先日、黒木の方から所持品検査を行う旨の申し出があった。結果を聞くだけなら電話でもよかったのだが、別に確認しておきたい件もあり、こうして三度訪れていた。
「お待たせしました」
黒木が入室し、ソファにどっかりと腰掛けた。当初見られた警戒心の混ざったよそよそしさも最近は影を潜め、すっかり協力的だ。もっとも、それだけ保護者からの突き上げで危機感を覚えているのだろう。
「いかがでした?」
大神の問いに、黒木は浮かない表情を浮かべた。
「はい。それが……例のミサンガをつけている生徒は一人もおりませんでした」
「一人もですか?」
「そうなんです。まさかミサンガを持っているか? なんて聞けませんからね。生徒にあらぬ憶測を抱かれる……どうにも困りましたな」
黒木は腕を組んだ。不祥事の直接の原因とされるミサンガを確認したいが、生徒を端から疑う態度を見せると背後にいる保護者が面倒だ──そういった本音が透けて見えた。
以前、美優たちがミサンガに関して見せた〈記憶の欠落〉。それがミサンガ──デバイスの機能によるものだとすれば、無意識下で生徒たちに破棄させることすら可能かもしれない。
だが、それはただの想像に過ぎない。証拠もなく、はっきり言って今回の所持品検査は失敗と言わざるを得ない。とはいえ学校自治の問題を考えると、警察が必要以上に介入することもできない。
大神は舌打ちしそうになるのを噛み殺し、頷いた。
「そうですね。我々も引き続き調べます。教頭先生も何か気になることがありましたら、またご連絡ください」
「分かりました」
ところで、と大神は続けた。
「西園寺先生に少し確認したいことかあるのですが」
「西園寺先生、ですか?」
思わぬ人物の名が出たためか、黒木は眉を寄せた。これまでの黒木の口ぶりから、彼が西園寺を評価し、信頼していることは分かる。なぜ彼女に、といった表情だ。
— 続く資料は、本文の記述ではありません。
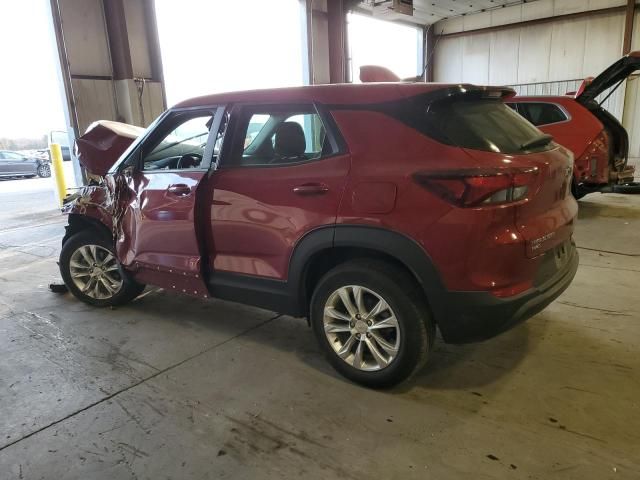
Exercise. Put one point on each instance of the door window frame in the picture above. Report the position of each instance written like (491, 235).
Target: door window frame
(132, 157)
(235, 134)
「いえ、たいしたことではありません。生徒さんたちに慕われているようですから、何かご存知かと思いまして」
「そうですか。では、カウンセリングルームへご案内します」
たいしたことではないとは言ったが、西園寺のことがどうにも気になっていた。たしかに確証はない。刑事としての勘に過ぎないが、これまでの状況から何かが見え隠れしているように思えたのだ。
それは、烏丸から上がってきた報告だった。
『高峰は誰かにカマをかけ、釣れたと思ったヤツに消された』
高峰は死の数日前、四ツ葉で誰かと会った。カメラには映っていなかったが、外に呼び出したらそれも可能だ。そして「金と女が手に入る」──相手は女性かもしれない。
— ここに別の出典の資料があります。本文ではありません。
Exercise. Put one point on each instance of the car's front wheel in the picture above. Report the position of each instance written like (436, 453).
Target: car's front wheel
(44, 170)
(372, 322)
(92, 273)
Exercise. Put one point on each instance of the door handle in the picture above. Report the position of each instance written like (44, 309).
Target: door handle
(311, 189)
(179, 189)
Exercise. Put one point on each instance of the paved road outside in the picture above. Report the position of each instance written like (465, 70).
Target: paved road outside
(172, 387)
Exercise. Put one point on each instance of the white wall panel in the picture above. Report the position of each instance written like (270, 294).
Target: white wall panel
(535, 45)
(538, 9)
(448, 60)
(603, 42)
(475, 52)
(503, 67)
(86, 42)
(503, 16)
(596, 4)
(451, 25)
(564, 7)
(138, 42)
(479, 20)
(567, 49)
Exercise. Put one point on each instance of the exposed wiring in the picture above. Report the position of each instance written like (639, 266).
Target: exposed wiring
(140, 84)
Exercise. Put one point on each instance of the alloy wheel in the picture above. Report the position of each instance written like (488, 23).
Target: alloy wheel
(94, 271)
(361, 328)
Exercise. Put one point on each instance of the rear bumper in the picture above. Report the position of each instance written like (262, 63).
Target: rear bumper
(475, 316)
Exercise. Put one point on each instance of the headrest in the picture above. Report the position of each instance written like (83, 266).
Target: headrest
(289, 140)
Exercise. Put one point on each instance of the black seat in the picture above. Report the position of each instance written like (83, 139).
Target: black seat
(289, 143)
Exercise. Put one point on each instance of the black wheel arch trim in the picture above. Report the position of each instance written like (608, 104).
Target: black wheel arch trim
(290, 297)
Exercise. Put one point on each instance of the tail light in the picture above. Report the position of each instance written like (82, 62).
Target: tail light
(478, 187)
どれも確証には至らない。想像の域を出ない。だが、女に見境がなく手が早いあの男が、弱みを握った女を放っておくか? 下衆な考えだが、パズルのピースがピタリとはまる気がするのだ。
「西園寺先生、少しよろしいですか?」
黒木がカウンセリングルームのドアをノックすると、中から控えめな声で返事があった。黒木は、「では後はよろしくお願いします」と戻っていった。
「西園寺先生、突然すみません」
「あの時の刑事さん。どうされました?」
頭を下げると、西園寺は柔らかな笑みを浮かべ、二人に椅子を勧めた。初めて会った時の一瞬の刺すような視線は微塵も感じられない。だが、その余裕すら感じられる表情が、逆に何かの意図があるのかと勘繰ってしまう。
「今、お茶を淹れますね」
「いえ、お構いなく」
まずは、手短にミサンガのことを尋ねた。
「ミサンガ、ですか? ええ、少し前に生徒たちの間で流行っていたようですが……最近はすっかり見かけませんね。それが何か?」
西園寺はまったく表情を変えることなく、こちらを見据えた。本当に何も関わりがないのか、固く蓋をしているのか──表情からは読み取れない。
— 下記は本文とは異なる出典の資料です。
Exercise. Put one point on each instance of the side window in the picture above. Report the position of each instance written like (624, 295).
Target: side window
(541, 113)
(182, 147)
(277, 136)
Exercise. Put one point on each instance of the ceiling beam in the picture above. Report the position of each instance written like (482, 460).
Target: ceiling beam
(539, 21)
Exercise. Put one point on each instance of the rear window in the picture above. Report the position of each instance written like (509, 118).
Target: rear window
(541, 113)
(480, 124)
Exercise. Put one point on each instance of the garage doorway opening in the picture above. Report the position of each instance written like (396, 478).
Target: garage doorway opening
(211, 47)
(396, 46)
揺さぶってみるか──大神は内ポケットから一枚の写真を取り出してテーブルに滑らせた。
「この方は高峰祐一という方です。先日ある事件で亡くなられた、半グレグループのメンバーです。ご存知ですか?」
西園寺は写真を手に取り、わずかに眉をひそめた。それは西園寺が初めて見せた、ほんの一瞬の表情の変化だった。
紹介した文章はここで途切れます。